Il a tout juste concédé que les modalités de ces mesures d’orthodoxie financière devaient se faire en amont « en concertation avec les différents secteurs économiques et selon les priorités nationales », à savoir l’effort d’urgence à consentir notamment à la Santé et aux secteurs sociaux durement touchés par la crise.

En clair, même avec la disparition de la mesure de l’ordre du jour gouvernemental, l’austérité, et donc son corollaire immédiat pour les entreprises, principalement la chute des commandes publiques, sont toujours d’actualité. Deux partis politiques, le PPS et l’Istiqlal ont d’ailleurs souligné que les options prises par le CVE devaient, d’une part être soumises à l’examen du parlement, et d’autre part, être caractérisées par un maximum de transparence.

Au niveau du patronat, selon nos sources, Abdelilah Hifdi et son groupe parlementaire, sont désormais en première ligne pour monter au front. Ils savent que les aides globales aux ménages (Opération Moussanada et indemnités pour les salariés affiliés à la CNSS), vont engloutir une part appréciable du Fonds spécial : potentiellement 15 à 20 milliards dirhams –  selon le scénario probable d’un dé-confinement tardif de la population-, sur les 38 milliards de dirhams décomptés à ce jour . Ils redoutent donc que Benchaâboun, à travers le CVE, où siège notamment Fouzi Lakjaâ aux manettes du budget, cherche ardemment à juguler l’hémorragie par des coupes à la serpe dans les mesures de sauvetage aux entreprises, d’autant que la CGEM n’a pour l’instant obtenu que des miettes de la part de l’Etat.
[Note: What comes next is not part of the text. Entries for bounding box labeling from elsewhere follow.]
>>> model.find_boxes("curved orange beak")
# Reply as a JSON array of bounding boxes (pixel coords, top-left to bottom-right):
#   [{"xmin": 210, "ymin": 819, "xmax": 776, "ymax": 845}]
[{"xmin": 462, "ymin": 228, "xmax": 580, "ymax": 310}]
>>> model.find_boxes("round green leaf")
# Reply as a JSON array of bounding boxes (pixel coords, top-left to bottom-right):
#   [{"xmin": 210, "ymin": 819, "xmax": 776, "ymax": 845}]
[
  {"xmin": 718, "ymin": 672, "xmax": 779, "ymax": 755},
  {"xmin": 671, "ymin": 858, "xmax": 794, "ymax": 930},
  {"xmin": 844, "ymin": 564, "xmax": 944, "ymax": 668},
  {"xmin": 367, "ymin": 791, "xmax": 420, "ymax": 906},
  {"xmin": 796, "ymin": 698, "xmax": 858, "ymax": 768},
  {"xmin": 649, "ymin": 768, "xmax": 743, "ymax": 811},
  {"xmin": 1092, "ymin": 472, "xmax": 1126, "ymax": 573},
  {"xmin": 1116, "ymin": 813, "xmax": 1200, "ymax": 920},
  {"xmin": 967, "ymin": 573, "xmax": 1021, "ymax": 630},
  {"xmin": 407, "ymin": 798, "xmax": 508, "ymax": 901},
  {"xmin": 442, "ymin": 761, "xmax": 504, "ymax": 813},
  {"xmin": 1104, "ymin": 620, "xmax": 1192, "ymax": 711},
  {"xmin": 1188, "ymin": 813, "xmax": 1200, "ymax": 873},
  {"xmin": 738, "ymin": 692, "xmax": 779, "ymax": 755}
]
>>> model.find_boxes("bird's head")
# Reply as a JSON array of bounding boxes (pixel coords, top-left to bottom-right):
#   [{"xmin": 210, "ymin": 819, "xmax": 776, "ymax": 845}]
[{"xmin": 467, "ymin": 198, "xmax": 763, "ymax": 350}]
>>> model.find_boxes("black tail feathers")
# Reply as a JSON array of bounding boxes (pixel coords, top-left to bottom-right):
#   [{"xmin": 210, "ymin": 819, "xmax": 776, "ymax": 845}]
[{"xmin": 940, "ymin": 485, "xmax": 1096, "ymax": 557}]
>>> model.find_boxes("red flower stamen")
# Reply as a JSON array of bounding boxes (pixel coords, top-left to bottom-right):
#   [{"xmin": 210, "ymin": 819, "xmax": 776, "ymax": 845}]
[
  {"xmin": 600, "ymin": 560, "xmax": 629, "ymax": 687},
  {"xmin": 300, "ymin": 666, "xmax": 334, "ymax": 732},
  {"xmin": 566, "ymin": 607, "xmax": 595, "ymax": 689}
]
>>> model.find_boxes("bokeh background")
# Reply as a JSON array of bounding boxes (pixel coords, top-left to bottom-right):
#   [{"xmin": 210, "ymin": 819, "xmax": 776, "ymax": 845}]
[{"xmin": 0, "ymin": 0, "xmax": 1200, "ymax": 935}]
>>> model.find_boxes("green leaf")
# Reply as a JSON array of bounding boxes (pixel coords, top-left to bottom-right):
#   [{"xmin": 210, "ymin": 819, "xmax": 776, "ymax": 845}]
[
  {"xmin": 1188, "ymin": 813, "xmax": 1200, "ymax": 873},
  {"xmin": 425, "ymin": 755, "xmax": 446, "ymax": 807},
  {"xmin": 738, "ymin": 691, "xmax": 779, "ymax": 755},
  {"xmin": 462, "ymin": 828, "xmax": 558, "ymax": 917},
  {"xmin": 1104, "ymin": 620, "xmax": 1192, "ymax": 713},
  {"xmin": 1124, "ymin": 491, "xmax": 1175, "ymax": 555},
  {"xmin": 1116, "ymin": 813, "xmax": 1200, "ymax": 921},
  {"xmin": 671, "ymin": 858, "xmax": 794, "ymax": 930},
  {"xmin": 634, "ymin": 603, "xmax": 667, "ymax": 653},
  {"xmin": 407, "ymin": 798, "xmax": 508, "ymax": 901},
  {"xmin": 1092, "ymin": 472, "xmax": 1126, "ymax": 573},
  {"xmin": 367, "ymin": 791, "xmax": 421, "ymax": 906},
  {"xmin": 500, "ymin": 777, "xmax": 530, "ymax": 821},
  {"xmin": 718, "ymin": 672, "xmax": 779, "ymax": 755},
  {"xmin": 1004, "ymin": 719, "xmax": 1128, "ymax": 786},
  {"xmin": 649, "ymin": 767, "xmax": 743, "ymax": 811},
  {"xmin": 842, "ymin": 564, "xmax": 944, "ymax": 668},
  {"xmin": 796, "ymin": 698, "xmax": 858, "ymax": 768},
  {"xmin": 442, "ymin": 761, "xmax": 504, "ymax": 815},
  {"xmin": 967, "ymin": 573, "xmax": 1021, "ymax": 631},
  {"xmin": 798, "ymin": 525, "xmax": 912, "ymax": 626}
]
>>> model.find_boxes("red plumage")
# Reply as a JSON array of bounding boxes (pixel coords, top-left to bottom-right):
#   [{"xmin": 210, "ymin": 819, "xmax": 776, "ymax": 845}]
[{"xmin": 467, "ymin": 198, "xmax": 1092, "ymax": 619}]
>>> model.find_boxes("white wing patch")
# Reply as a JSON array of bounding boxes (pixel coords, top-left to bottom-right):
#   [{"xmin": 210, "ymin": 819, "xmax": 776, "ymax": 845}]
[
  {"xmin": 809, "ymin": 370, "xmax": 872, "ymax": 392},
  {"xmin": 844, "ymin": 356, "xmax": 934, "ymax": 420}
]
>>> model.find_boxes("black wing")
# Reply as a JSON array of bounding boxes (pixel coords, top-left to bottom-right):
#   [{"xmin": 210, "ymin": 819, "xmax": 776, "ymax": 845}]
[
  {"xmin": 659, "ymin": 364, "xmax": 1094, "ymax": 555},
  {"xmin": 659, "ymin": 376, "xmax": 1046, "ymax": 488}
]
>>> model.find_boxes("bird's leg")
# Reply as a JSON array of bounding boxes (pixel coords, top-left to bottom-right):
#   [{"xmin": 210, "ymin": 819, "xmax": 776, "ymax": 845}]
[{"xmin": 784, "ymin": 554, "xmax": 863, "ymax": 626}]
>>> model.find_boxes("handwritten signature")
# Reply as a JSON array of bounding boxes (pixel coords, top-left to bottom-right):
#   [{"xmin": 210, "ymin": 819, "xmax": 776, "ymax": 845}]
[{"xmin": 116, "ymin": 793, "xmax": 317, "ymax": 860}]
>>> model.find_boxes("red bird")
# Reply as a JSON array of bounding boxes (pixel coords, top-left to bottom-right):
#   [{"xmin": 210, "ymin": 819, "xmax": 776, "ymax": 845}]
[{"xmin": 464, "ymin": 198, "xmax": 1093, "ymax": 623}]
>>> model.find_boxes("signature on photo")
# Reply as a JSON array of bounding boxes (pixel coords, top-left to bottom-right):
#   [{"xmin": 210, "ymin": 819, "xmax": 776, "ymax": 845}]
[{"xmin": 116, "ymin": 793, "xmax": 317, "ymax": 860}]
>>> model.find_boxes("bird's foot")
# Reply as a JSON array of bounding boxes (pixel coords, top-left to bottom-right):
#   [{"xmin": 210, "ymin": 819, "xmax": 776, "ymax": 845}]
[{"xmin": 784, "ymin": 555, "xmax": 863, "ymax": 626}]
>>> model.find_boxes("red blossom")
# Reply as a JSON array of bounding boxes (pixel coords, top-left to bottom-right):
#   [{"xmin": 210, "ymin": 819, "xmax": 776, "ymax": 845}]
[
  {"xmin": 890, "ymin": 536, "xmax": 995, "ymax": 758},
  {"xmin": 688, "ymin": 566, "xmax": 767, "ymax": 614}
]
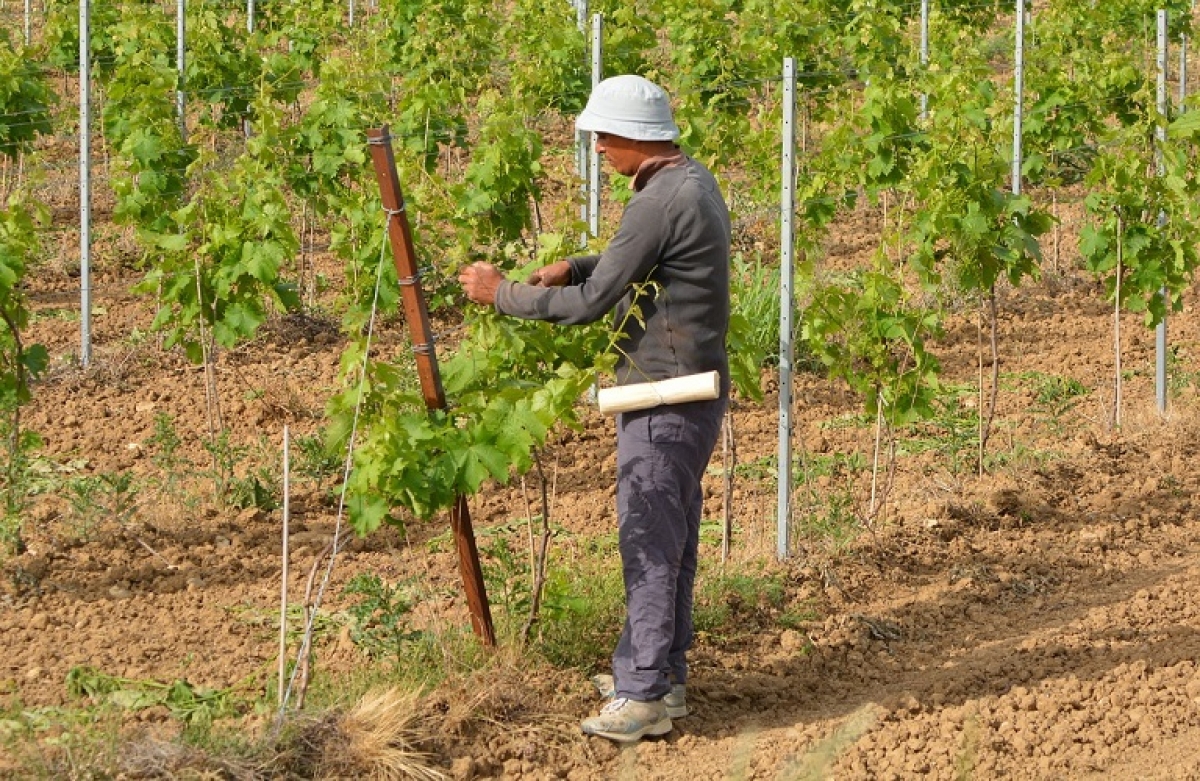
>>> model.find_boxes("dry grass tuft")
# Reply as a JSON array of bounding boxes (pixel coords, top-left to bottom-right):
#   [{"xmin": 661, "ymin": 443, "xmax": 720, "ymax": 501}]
[
  {"xmin": 118, "ymin": 740, "xmax": 271, "ymax": 781},
  {"xmin": 308, "ymin": 689, "xmax": 445, "ymax": 781}
]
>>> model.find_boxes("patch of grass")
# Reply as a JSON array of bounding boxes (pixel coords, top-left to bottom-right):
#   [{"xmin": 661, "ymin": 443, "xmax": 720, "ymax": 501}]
[
  {"xmin": 896, "ymin": 385, "xmax": 979, "ymax": 475},
  {"xmin": 692, "ymin": 571, "xmax": 787, "ymax": 638},
  {"xmin": 1018, "ymin": 372, "xmax": 1088, "ymax": 435},
  {"xmin": 65, "ymin": 471, "xmax": 140, "ymax": 540}
]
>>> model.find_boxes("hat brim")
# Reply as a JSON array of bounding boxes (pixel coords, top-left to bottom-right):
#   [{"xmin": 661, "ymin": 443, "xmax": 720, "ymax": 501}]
[{"xmin": 575, "ymin": 109, "xmax": 679, "ymax": 142}]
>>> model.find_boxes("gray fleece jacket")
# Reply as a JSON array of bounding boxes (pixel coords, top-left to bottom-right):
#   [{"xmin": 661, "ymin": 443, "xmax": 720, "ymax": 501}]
[{"xmin": 496, "ymin": 156, "xmax": 731, "ymax": 395}]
Interrogé par Le Desk, le directeur général de la CNSS, Abdellatif Mortaki est demeuré évasif sur la question, nous renvoyant vers le CVE. « Pour le moment, les termes de la convention avec les Finances n’ont pas changé », a-t-il déclaré, insistant pour dire que la CNSS n’y joue qu’un rôle exécutif et non décisionnaire. Il a cependant indiqué que le principe déclaratif du système mis en place jusqu’ici, autorise tous les dépassements, faisant allusion aux entreprises tentées de requérir l’aide pour leurs salariés sans être éprouvées par des besoins impérieux. Abondant dans ce sens, une source proche des Finances évoque par ailleurs l’éventualité de « descendre en granularité pour cibler au mieux les postes en chômage technique, indépendamment du reste de l’entreprise ». Preuve que la réflexion est sur la table et que rien n’est à ce jour gravé dans le marbre.